In anteprima abbiamo visto gli episodi 1, 2 e 7 della serie originale Sky, HBO, Canal+, di 9 episodi, creata e diretta dal Premio Oscar® Paolo Sorrentino, prodotta da The Apartment e Wildside, parte del gruppo Fremantle, dal 10 gennaio in esclusiva su Sky Atlantic e in streaming su Now TV, quindi in sala – all’Anteo di Milano, al 4 Fontane di Roma e al Delle Palme di Napoli – con Vision Distribution ogni lunedì successivo alla messa in onda in versione originale sottotitolata (il 13 gennaio si parte con il primo e secondo episodio, lunedì 10 febbraio sarà in sala in nono e ultimo).

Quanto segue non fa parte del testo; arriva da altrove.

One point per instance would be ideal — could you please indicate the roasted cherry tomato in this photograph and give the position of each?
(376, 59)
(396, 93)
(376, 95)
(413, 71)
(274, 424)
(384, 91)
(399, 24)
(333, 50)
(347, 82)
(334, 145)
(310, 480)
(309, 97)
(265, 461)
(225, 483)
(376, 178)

Scritta da Sorrentino con Umberto Contarello e Stefano Bises, la serie riprende personaggi e atmosfere di The Young Pope. Ora Pio XIII, il tormentato Lenny Belardo (Jude Law) è in coma, i fedeli che lo considerano un santo pregano incessantemente per lui, ma Voiello (un onnipresente Silvio Orlando) è convinto che vada eletto un nuovo pontefice. Dopo una parentesi “sfortunata” (per Voiello) la scelta cade su Sir Brannox (John Malkovich), uomo affascinante e sofisticato, forse più adatto per la vita agiata nella campagna inglese che per le sfide del papato in un mondo segnato dai fondamentalismi, dalle migrazioni e dalle crisi. “Mentre nella prima serie volevamo raccontare il Vaticano visto dall’interno, quasi senza contatti con il mondo che c’è fuori – racconta Paolo Sorrentino – in questa abbiamo voluto fare il contrario, mettere in contatto l’interno con l’esterno e far entrare elementi di attualità nella narrazione. Ci concentriamo anche sulle derive fondamentaliste, un argomento di scottante attualità che rischia di essere dietro l’angolo”. Nel cast ritroviamo Javier Cámara, Cécile de France, Ludivine Sagnier, Maurizio Lombardi, già protagonisti in The Young Pope, ma ci sono anche nuovi arrivi come Henry Goodman, Ulrich Thomsen, Mark Ivanir, Yuliya Snigir, Massimo Ghini e le guest star Sharon Stone e Marilyn Manson.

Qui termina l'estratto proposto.